Intel Corporation (NASDAQ:INTC) is in a transition stage and is looking ahead to penetrate in the new markets, which is a critical to drive EPS leverage, says a report from analysts from RBC Capital Markets dated July 13, 2014 by analysts Freedman, Earl Hege and Jeriel Ong. Analysts noted that the shares are expensive on the basis of free cash flow, and are trading 15x 2015 FCF estimate.

Pressure on margins for Intel

There are some doubts over the potential gross margin in the second half of the year owing to a number of factors like visibility into start- ups costs in late fourth quarter or early first quarter, risk of mobile upgrade, sluggish DCG growth, continued spending in the newer ventures like SoC, mobile and data center.
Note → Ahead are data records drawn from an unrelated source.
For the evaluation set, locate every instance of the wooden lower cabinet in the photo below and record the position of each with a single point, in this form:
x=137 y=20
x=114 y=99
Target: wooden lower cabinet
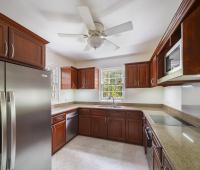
x=134 y=131
x=166 y=164
x=58 y=135
x=99 y=126
x=84 y=125
x=116 y=128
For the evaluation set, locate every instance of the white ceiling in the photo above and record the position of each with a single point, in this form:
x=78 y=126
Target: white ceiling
x=150 y=19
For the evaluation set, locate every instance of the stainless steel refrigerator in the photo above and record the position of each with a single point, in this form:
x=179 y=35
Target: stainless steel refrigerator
x=25 y=118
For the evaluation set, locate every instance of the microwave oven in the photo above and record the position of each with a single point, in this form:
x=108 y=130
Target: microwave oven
x=174 y=59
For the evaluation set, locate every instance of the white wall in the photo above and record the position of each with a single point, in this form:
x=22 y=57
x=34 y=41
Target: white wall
x=53 y=61
x=145 y=95
x=172 y=96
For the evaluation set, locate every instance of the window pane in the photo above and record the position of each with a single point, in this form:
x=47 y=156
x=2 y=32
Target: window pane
x=112 y=80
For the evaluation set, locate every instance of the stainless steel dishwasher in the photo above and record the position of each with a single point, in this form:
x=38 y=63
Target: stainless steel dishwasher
x=71 y=125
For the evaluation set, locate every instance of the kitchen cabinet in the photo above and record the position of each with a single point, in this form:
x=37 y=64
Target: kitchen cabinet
x=58 y=132
x=137 y=75
x=153 y=71
x=84 y=122
x=3 y=39
x=134 y=127
x=21 y=46
x=166 y=163
x=116 y=125
x=88 y=78
x=98 y=123
x=69 y=78
x=157 y=155
x=25 y=49
x=191 y=41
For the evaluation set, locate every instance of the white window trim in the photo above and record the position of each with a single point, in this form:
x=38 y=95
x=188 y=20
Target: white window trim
x=123 y=87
Also, the Return on Investment (ROI) and Earnings per share will be a challenge for the company in the coming 6-9 months.

The analysts think that Intel is not making a wise decision by spending too much in the new mobile initiatives, which are going to be a “drag on operating margins in the years to come.”

They, also, feel that probably Intel should try to adapt ARM core as its leading edge process does not have ARM ecosystem in terms of I/O IP needed for SoC development. Also, the ROI of the internal strategy to develop the mobile and use low-cost debt to acquire an existing and successful player in the market is doubtful.

Balanced risk reward

For the tablet market, Intel is once again residing to its old strategy of entering the new markets with subsidies that counterbalance the less attractive solutions, which according to the analysts is not intelligent as ROI has not been supported by the opportunity.

The analysts analyzed the risk-reward balance saying that too much spending and softer trends in the PC market have driven them to take a conservative view on the shares. Analysts expect the chip maker to post an EPS of -$2.20-2.30 in 2014 on the back of benefits from the upgrade of Windows Operating system in the next three to four-quarters. Dividend yield of 3% is offering positive support to the valuation, but analysts are expecting Intel to perform in-line with the semiconductor industry and global GDP growth rates.

RBC Capital Markets have Sector Perform rating on Intel with a price target of $31.